I’ve thought about soulmates a lot over the years. I’ve never truly believed that there is that ONE person out there in the world for you and once you meet them, you both will know instantly that the other is “the one”, fall madly in love, get married and live happily ever after.
First of all -there’s logic. Logically, that’s completely unrealistic due to a bunch of factors such as GEOGRAPHY. What if my soulmate was born in South Korea and never leaves? And I never go there? We are destined to die alone? I don’t think so. What I do believe in, when it comes to romantic relationships, is you find someone you’re compatible with – you “click” in a sense”, then you build upon that relationship. Maybe you fall in love and decide that hey, I want to spend the rest of my life with this person.
I want him to be the father of my children. To grow old with me, to love me when I’m wrinkled and grey. That is a choice that two people make. They choose to be with each other and then it takes work to maintain that loving relationship. Sometimes it does last forever, sometimes it doesn’t. It’s always a risk. That being said, I know that I will never find a soulmate because I actually already have a couple of them.

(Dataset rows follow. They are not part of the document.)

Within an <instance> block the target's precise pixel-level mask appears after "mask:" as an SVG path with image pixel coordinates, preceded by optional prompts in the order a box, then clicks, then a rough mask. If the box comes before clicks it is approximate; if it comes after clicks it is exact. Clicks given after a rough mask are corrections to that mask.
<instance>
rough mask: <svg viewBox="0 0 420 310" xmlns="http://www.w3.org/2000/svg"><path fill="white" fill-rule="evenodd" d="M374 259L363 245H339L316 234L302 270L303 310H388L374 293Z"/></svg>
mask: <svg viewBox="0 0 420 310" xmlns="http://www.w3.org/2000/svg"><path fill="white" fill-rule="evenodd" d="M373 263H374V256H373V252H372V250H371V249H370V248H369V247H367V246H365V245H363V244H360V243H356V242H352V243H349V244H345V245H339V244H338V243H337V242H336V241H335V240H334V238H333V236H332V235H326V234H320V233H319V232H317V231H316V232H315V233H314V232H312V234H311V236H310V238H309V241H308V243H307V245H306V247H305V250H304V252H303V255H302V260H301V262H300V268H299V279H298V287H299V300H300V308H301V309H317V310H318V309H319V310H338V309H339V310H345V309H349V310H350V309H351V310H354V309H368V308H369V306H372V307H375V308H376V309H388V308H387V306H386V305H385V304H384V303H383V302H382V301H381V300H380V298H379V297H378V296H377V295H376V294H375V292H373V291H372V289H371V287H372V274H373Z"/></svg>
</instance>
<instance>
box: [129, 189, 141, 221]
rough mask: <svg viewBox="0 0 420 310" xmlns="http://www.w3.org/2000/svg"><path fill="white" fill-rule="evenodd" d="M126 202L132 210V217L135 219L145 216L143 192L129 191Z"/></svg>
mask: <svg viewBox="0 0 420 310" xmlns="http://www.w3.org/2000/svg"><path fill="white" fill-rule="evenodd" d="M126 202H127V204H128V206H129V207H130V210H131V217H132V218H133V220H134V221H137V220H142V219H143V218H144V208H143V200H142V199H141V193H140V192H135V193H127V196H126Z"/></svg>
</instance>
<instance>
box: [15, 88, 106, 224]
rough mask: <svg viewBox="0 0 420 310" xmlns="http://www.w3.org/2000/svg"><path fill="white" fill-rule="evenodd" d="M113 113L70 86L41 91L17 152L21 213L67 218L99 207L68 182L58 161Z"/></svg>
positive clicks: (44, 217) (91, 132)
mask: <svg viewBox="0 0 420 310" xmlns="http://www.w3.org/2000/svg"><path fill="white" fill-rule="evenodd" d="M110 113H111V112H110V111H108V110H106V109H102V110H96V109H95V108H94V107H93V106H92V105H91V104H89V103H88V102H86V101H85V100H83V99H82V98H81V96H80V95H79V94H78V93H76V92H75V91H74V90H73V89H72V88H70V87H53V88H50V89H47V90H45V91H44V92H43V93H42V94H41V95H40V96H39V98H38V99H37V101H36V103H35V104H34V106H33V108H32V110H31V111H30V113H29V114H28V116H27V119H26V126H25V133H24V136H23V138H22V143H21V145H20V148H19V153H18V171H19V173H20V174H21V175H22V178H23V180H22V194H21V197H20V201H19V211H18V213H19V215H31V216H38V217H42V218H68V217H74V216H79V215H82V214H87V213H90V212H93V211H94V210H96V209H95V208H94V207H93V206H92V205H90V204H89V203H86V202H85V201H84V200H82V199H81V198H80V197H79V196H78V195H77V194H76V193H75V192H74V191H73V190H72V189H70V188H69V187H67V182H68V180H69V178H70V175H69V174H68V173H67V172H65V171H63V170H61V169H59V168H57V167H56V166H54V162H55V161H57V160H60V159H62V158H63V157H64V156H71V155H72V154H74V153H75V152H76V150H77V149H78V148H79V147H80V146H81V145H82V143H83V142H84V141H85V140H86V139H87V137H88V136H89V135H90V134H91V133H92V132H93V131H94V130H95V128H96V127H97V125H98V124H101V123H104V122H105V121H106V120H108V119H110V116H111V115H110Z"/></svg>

They’re the only soulmates I’ll ever need. They know exactly who I am and love me unconditionally, as I do them. We’ve stayed up all night talking for hours, laughed ourselves to tears, fought like hell, and always have each others’ backs. They’re my sisters. I was lucky enough to be born with an older sister and given a younger sister 9 years later. Are we perfect? No. Do we always get along? No. But deep down we always know we’ll be there for each other, no matter what.
I would drop anything instantly to go be with my sisters if they needed me and I know they’d do the same. The love we have is so deep. I’m not going to chalk it up just to family or “blood” as I know many people don’t get along with their families and find families amongst others such as friends, S.O., etc.
However for me, I’ve nurtured the relationships I have with each of my sisters and I can confidently say that they are both my soulmates. I do hope to find that love with someone whom I can grow old with, have children and watch our grandchildren grow old together. I crave that kind of companionship and I have great optimism that it will happen for me.
But it’s only a possibility, whereas my sisters are my real happily ever after.